Hovsodden

In the Middle Ages there were only three churches in Namdalen: Nærøy, Overhalla and Fosnes at northern Jøa. Fosnes parish included, among others; Namsos, Flatanger, Otterøya and Gjæslingan.

Today there is only a chapel at Fosnes, as the church site has been moved to the village of Dun in the middle of the island. On the other side of Fosnesvågen you will find Fosnes Camping.

Early Christianity was good at cultural assimilation. The first churches were often placed on existing worshipping sites (hov), but this did not happen on Jøa. Peculiar! Placement of the church site was a very important decision, and around Jøa they had a dispute about this. A legend tells that in order to reach an agreement, fate (God) was allowed to prevail in the following way: The timber foundations of the church were pushed into the sea from Kirkenesset at Salsnes. The church was then to be erected where the logs drifted ashore. And the logs, they drifted ashore in Fosnesvågen on Jøa. But then no one rescued them before they went out to sea again. Now they ended up at Seierstad (today’s ferry quai) at Jøa. But again they drifted out to sea before being salvaged, and time passed. When the logs ran ashore for the third time, it was once again in Fosnesvågen. The logs were picked up and the church built at Fosnes (this is quite reminiscent of how the conquerers in Iceland let the Norse Gods decide the location of the farm by throwing the high seat logs into the sea and notifying where they drifted ashore).

Fosnes Chapel.

We went from Fosnes to Hov on the east side of Jøa (where the church should have been placed), but there were not much visible left of the old times. Further towards the sea, however, is Rakkavika, and that’s a nice place to have a bath.

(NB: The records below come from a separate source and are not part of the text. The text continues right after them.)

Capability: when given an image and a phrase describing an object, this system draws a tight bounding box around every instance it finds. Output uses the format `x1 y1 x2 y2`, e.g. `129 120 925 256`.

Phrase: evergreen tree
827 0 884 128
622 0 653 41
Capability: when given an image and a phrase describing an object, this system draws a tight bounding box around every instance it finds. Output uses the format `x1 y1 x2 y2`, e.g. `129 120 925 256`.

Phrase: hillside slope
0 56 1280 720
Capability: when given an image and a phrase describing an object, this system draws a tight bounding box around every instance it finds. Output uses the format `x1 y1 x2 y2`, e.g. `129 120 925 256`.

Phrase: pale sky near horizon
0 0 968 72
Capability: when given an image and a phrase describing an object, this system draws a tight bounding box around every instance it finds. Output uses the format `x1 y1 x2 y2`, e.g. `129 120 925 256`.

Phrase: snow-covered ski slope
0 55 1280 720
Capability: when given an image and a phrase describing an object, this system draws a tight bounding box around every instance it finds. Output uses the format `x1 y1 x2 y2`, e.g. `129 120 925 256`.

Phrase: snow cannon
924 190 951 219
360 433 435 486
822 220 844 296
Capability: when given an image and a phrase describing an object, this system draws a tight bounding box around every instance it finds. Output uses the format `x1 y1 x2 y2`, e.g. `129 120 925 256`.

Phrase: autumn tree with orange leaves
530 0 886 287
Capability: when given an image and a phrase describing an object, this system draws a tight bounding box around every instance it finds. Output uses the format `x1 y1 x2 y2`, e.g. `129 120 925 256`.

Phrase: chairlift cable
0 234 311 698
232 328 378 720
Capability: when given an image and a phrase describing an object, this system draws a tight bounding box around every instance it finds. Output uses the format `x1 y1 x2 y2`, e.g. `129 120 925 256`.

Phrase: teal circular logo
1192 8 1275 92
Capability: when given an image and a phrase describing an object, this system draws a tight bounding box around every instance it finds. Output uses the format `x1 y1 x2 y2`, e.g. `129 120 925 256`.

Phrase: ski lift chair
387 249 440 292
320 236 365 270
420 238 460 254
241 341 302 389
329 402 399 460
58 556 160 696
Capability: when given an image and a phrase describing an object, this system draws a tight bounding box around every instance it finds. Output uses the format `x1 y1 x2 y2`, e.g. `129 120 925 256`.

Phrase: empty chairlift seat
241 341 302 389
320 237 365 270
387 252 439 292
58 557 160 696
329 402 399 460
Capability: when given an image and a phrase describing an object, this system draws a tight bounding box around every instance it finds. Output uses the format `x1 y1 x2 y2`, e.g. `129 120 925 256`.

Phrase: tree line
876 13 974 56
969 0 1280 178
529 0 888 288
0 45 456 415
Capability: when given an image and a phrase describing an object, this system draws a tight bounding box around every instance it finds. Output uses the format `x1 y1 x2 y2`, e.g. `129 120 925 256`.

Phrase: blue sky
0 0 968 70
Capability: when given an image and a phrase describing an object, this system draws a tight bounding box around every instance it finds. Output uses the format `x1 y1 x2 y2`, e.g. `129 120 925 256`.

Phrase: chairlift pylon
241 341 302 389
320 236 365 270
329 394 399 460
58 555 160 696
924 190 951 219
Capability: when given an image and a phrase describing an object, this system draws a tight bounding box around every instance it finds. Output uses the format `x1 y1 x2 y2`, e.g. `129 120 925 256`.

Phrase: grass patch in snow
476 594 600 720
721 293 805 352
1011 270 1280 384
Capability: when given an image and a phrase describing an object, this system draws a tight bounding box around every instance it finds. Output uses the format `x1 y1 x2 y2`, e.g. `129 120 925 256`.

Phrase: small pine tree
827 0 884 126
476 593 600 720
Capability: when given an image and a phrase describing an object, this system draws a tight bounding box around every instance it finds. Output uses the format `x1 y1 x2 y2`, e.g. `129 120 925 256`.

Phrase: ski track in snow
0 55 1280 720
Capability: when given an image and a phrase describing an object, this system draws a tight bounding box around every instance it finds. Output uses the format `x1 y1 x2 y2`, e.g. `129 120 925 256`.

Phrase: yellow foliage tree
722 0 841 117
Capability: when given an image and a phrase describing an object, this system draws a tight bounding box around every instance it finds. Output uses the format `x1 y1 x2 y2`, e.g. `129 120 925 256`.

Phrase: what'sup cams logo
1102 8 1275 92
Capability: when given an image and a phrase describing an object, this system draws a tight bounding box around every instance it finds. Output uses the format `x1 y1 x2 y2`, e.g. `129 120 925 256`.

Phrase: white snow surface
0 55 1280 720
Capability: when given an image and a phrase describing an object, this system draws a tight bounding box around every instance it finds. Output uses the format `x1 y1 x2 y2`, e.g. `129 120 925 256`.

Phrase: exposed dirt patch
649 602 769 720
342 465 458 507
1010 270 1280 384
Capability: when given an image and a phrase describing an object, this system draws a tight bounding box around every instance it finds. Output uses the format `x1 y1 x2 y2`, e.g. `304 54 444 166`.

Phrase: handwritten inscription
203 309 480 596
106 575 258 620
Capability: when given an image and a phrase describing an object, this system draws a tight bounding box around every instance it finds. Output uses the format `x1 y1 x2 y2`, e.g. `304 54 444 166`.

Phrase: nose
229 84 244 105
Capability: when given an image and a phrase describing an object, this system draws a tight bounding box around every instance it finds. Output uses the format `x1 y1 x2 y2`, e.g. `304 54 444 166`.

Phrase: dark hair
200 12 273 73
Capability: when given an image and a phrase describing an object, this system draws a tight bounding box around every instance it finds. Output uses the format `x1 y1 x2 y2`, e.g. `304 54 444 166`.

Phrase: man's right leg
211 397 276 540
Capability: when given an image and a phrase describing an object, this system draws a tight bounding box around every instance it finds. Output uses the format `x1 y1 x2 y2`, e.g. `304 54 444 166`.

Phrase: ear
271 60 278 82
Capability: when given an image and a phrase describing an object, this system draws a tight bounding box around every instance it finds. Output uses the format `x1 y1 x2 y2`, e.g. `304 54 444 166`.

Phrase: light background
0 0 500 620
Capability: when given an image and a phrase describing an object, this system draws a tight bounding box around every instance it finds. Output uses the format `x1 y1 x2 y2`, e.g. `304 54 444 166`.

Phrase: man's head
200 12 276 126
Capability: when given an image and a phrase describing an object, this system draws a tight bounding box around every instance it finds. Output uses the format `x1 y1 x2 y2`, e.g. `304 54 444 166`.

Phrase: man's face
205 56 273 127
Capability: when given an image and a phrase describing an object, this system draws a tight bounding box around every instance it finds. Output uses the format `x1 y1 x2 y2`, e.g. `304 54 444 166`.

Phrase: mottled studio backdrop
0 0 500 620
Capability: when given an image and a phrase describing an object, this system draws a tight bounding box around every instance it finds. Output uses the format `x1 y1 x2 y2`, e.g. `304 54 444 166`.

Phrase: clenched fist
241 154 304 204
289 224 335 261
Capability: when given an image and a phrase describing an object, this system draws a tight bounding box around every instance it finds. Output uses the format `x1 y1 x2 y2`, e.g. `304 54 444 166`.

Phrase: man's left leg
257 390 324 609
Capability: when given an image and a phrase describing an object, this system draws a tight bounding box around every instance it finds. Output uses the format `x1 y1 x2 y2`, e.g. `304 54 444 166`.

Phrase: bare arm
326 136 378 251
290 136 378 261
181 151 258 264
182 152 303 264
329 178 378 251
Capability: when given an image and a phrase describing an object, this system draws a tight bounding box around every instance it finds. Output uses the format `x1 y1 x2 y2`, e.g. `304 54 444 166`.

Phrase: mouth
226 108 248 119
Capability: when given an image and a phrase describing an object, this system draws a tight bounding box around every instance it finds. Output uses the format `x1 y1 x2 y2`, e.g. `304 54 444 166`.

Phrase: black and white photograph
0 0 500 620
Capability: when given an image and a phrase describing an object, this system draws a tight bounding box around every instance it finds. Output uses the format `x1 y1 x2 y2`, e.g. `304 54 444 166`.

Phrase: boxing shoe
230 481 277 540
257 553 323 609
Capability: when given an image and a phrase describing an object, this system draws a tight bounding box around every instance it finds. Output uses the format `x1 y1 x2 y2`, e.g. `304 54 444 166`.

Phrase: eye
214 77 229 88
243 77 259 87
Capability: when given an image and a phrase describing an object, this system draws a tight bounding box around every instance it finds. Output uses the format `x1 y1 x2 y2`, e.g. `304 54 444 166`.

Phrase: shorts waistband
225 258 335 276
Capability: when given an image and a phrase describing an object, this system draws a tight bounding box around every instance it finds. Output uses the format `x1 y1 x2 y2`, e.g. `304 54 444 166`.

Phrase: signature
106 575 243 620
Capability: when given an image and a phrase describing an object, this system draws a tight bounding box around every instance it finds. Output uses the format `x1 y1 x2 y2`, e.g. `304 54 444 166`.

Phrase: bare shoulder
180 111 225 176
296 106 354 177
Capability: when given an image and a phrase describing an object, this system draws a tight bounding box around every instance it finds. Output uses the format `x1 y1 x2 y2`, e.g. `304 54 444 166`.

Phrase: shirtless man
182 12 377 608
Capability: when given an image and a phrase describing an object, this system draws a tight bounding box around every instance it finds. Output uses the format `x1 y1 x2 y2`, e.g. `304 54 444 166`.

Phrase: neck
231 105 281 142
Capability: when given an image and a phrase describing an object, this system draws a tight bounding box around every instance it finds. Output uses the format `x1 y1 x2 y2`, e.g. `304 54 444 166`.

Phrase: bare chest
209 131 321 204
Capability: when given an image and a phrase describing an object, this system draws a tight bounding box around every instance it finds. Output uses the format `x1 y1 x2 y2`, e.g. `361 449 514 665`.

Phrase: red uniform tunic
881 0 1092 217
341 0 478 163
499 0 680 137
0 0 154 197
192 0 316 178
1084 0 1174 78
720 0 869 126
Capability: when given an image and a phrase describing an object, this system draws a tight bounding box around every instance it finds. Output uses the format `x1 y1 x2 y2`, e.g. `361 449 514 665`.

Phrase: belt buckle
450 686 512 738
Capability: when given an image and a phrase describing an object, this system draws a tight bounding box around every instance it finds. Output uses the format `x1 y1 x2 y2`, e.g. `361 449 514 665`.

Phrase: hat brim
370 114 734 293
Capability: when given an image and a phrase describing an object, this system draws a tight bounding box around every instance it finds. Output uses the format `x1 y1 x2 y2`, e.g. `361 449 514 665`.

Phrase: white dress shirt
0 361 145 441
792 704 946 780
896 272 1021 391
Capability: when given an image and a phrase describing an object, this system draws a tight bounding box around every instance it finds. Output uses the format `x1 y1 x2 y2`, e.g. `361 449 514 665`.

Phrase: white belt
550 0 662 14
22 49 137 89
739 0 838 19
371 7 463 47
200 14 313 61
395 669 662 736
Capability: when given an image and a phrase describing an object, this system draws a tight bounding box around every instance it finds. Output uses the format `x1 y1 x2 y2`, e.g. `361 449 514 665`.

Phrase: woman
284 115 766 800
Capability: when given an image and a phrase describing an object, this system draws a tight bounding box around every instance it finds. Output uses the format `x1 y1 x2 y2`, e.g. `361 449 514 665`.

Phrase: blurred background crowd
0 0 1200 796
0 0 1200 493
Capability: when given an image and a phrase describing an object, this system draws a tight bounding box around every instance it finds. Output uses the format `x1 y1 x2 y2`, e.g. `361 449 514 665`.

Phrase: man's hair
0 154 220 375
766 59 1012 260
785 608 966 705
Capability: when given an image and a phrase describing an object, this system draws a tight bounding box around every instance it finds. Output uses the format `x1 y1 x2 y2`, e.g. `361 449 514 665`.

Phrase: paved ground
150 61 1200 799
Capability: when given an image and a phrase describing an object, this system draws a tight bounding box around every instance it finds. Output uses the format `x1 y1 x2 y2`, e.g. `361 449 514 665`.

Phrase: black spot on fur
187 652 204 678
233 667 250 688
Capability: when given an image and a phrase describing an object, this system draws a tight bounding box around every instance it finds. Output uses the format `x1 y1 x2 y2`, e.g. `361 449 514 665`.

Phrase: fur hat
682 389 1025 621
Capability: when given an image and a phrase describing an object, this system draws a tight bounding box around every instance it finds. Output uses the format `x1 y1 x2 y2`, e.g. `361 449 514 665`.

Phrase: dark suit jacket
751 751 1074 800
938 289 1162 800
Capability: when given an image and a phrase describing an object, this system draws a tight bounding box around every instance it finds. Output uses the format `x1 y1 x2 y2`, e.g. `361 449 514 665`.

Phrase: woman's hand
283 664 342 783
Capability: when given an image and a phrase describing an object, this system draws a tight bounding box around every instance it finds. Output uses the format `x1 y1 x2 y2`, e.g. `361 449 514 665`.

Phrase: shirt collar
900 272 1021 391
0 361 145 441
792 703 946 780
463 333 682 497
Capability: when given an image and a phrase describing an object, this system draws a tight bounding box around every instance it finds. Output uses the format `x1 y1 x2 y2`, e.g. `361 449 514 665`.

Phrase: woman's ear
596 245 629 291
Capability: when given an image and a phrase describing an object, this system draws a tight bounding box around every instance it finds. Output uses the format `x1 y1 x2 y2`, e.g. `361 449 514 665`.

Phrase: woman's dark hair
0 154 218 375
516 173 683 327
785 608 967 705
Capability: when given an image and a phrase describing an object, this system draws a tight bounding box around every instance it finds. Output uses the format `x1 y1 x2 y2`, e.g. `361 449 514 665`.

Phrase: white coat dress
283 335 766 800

Sheep and stones in Rakkavika.

We wondered a little about the name, whether a ‘rakker’ had lived there (the rakker used to be the executioner in Norwegian towns, and also the one who emptied toilets and latrines). However, this far out to sea and in areas so desolate, it is unlikely that anyone at Jøa was employed to empty the toilets or run as executioner. It may seem that the word comes from rakke = a ring where the sail is attached to the mast (the ring protrudes from the sail), and in nature something that sticks out is called a headland. Tobatheornottobathe therefore concludes that the name ‘Rakkavika’ means Oddevik (Headland Bay), a really charming contradiction. Comments are welcome!

Nice trails at Hovsodden.

From Rakkavika, there are beautiful hiking trails in several directions. Because of that, we actually did not bathe there, as we wanted to see where the paths brought us. A well-arranged trail leads out towards the sea, to Hovsodden. Benches and tables, a barbecue and a view map are placed there. A fantastic place with a wonderful view!

Hovsodden. Splendid view towards the ocean.

From the barbecue area, an easier, marked path goes all the way to Jøa’s westernmost point. For small children’s feet, this is a really nice ‘mountain tour’, with the possibility of climbing the ‘Rakkabolt’, Jøa’s ‘Kjeragbolt’.

The Conqueress of Rakkabolten.

Once at the sea, you will find the finest white beach you could wish for. At least if you have small children with you.

Beautiful white sand on the beach at Hovsodden. The interesting, yellow geology is a rock of Styrofoam.

Tobatheornottobathe prefer to bathe from rocks in stead of sand, so we went even further out, to Oksholmen (The Oxen Islet). And yes, it was a really wonderful bath.

The coastal rocks were black of algae, and warm! It was really nice to dry off in the sun. For sure it is just right to swim in Rakkavika, but perhaps even better to have a bath at Hovsodden.